Konzert in Heimerzheim

Gemeinsam sind die Männer und Frauen klangstark

Musikalischen Herbstzauber bot die Chorgemeinschaft der Männergesangvereine aus Heimerzheim, Metternich und Bliesheim.

Musikalischen Herbstzauber bot die Chorgemeinschaft der Männergesangvereine aus Heimerzheim, Metternich und Bliesheim.

SWISTTAL-HEIMERZHEIM. Drei Männergesangvereine beschwören in der Heimerzheimer Aula den „Herbstzauber“. Ein Frauenchor bildet einen stimmlichen Kontrast.

Die Musik ist eine heilige Kunst, zumindest nach dem Festgesang, mit dem der Männergesangverein (MGV) Liederkranz Heimerzheim 1906 am Samstagabend sein Konzert in der Georg-von-Boeselager-Schule begann. Und diese Kunst gilt es auch in den klassischen Chorliedern zu bewahren. Da jedoch der MGV aus Heimerzheim das nicht mehr allein bewältigen kann, ist er schon seit einiger Zeit Teil einer Chorgemeinschaft mit den Männergesangsvereinen Eintracht Metternich 1949 und Concordia 1868 Bliesheim.
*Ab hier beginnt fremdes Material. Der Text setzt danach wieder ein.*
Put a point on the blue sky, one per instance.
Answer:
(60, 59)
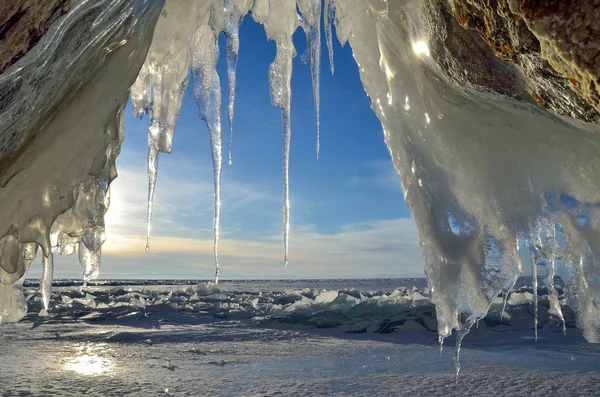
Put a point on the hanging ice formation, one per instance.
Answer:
(482, 167)
(187, 38)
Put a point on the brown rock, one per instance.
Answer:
(23, 23)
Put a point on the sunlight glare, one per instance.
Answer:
(421, 48)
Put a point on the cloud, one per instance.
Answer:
(380, 175)
(378, 249)
(182, 239)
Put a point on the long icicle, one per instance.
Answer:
(535, 296)
(280, 78)
(231, 27)
(153, 143)
(328, 21)
(311, 19)
(46, 281)
(207, 92)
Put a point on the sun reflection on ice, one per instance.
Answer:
(88, 362)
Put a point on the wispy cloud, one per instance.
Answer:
(182, 242)
(379, 174)
(383, 248)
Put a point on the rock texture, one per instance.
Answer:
(554, 44)
(569, 36)
(23, 23)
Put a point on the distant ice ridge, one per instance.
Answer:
(349, 310)
(483, 175)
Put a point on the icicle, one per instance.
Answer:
(207, 92)
(280, 76)
(311, 13)
(460, 334)
(89, 260)
(153, 137)
(328, 21)
(535, 297)
(504, 305)
(46, 281)
(231, 27)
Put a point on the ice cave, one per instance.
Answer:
(489, 111)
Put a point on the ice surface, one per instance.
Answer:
(107, 351)
(480, 172)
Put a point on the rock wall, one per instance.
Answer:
(23, 23)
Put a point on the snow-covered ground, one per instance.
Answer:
(202, 341)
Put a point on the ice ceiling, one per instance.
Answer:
(486, 172)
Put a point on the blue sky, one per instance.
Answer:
(347, 212)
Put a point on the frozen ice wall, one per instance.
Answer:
(485, 173)
(61, 128)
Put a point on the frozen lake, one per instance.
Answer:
(159, 350)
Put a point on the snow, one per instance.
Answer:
(143, 350)
(487, 181)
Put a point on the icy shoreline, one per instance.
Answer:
(347, 310)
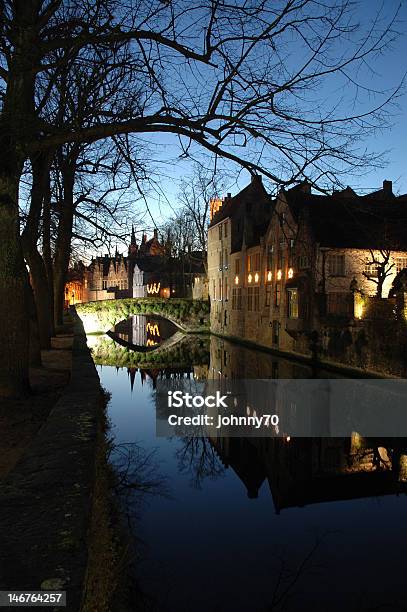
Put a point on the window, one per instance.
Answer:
(270, 258)
(303, 262)
(250, 298)
(340, 303)
(237, 298)
(336, 265)
(277, 294)
(276, 332)
(401, 263)
(371, 270)
(292, 303)
(256, 262)
(280, 260)
(256, 291)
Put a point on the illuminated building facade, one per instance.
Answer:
(282, 269)
(148, 270)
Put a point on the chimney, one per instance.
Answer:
(388, 187)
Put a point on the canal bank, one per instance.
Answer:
(55, 508)
(336, 367)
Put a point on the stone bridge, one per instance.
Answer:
(190, 316)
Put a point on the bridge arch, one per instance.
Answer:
(187, 314)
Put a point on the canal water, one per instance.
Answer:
(307, 524)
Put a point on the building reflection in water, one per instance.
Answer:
(298, 471)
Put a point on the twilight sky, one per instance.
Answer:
(389, 71)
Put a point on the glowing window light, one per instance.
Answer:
(153, 288)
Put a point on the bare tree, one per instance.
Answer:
(378, 267)
(240, 80)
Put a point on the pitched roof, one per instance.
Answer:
(353, 222)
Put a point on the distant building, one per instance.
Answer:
(281, 269)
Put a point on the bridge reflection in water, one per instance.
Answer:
(143, 331)
(217, 544)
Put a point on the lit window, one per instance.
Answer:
(336, 265)
(292, 302)
(277, 294)
(401, 263)
(250, 298)
(371, 270)
(303, 262)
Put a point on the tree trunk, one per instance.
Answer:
(46, 251)
(14, 321)
(41, 296)
(17, 126)
(63, 243)
(40, 171)
(35, 348)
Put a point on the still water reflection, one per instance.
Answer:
(259, 524)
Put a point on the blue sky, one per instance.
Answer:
(389, 71)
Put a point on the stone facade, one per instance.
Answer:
(314, 266)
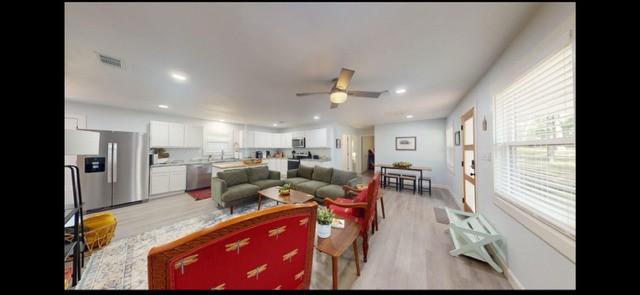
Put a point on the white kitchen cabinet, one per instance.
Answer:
(159, 134)
(168, 179)
(176, 135)
(250, 139)
(316, 138)
(193, 136)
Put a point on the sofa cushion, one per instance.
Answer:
(341, 177)
(330, 191)
(240, 191)
(305, 172)
(267, 183)
(295, 180)
(322, 174)
(234, 177)
(257, 173)
(310, 187)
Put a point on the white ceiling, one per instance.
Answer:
(246, 61)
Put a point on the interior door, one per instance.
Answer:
(468, 162)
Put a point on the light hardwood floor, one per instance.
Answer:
(410, 250)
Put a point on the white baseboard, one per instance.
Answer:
(515, 283)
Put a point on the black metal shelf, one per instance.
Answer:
(68, 249)
(68, 214)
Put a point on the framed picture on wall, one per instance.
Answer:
(407, 143)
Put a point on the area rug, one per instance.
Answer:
(201, 194)
(123, 263)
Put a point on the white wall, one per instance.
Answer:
(430, 146)
(532, 261)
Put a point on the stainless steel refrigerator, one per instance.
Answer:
(119, 174)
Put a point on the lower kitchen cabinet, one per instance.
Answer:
(167, 179)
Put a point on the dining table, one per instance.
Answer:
(421, 169)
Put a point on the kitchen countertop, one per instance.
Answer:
(238, 164)
(316, 160)
(191, 163)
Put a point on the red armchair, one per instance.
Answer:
(361, 209)
(266, 249)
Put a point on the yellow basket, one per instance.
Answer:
(99, 230)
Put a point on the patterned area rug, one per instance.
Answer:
(201, 194)
(123, 263)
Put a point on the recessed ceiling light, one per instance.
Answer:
(179, 77)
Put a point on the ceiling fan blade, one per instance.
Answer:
(312, 93)
(344, 79)
(369, 94)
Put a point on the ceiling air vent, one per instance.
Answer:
(108, 60)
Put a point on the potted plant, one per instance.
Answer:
(324, 220)
(285, 189)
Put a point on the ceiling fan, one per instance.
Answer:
(339, 92)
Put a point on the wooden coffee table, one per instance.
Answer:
(293, 197)
(337, 243)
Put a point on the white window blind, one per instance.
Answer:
(449, 142)
(534, 142)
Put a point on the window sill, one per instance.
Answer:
(563, 244)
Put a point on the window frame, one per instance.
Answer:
(548, 233)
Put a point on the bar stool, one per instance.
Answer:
(412, 179)
(388, 176)
(421, 188)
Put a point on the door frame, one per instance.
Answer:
(469, 114)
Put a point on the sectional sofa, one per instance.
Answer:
(236, 186)
(321, 182)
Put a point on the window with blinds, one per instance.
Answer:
(534, 142)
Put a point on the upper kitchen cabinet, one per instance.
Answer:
(159, 134)
(174, 135)
(316, 138)
(193, 136)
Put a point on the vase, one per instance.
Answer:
(324, 230)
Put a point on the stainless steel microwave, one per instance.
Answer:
(297, 142)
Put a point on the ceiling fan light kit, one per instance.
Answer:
(338, 97)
„Als Einzelchöre sind wir nicht mehr stark genug für ein Konzert“, bedauerte Günter Tappeser, der Vorsitzende des MGV Liederkranz. Doch als Gemeinschaft bringen es die drei Gruppen unter der Leitung von Oliver Scherer seit 2014 auf rund 30 Sänger. Geprobt wird an wechselnden Orten. Die Geselligkeit wird stets im Blick behalten, dadurch ist man auch menschlich zusammengewachsen. Vor allem aber bedeuten ausreichend Sänger einen satten Klang bei allen Arten von Liedern. Die Chorgemeinschaft sang unter dem Titel „Herbstzauber“ Chorklassiker wie „Die Abendglocken rufen“ oder „Am kühlen Morgen“. Außerdem gestalteten sie einen Teil des Programms mit Mundartliedern. Nach der Pause gab es eine Hommage an Udo Jürgens mit einem Medley seiner Hits „Aber bitte mit Sahne“, „Vielen Dank für die Blumen“ und „Mit 66 Jahren“.

Immer nur Männerstimmen – das wäre auf die Dauer etwas eintönig. Als Kontrast stand daher der Metternicher Frauenchor Femmes Vocales mit Chorleiterin Ursula Papon auf der Bühne. Sie sangen unter anderem Cat Stevens' „Morning has broken“ und „Mein kleiner grüner Kaktus“, den die Comedian Harmonists bekannt gemacht hatten. Zwischenspiele von Oliver Scherer am Klavier und David Witsch am Saxofon rundeten den Abend harmonisch ab. Und selbst die Zuschauer in der gut besuchten Aula durften mitsingen. Ganz zum Schluss waren sie beim „Swisttaler Heimatlied“ gefordert, das Peter Euskirchen 1956 geschrieben hatte.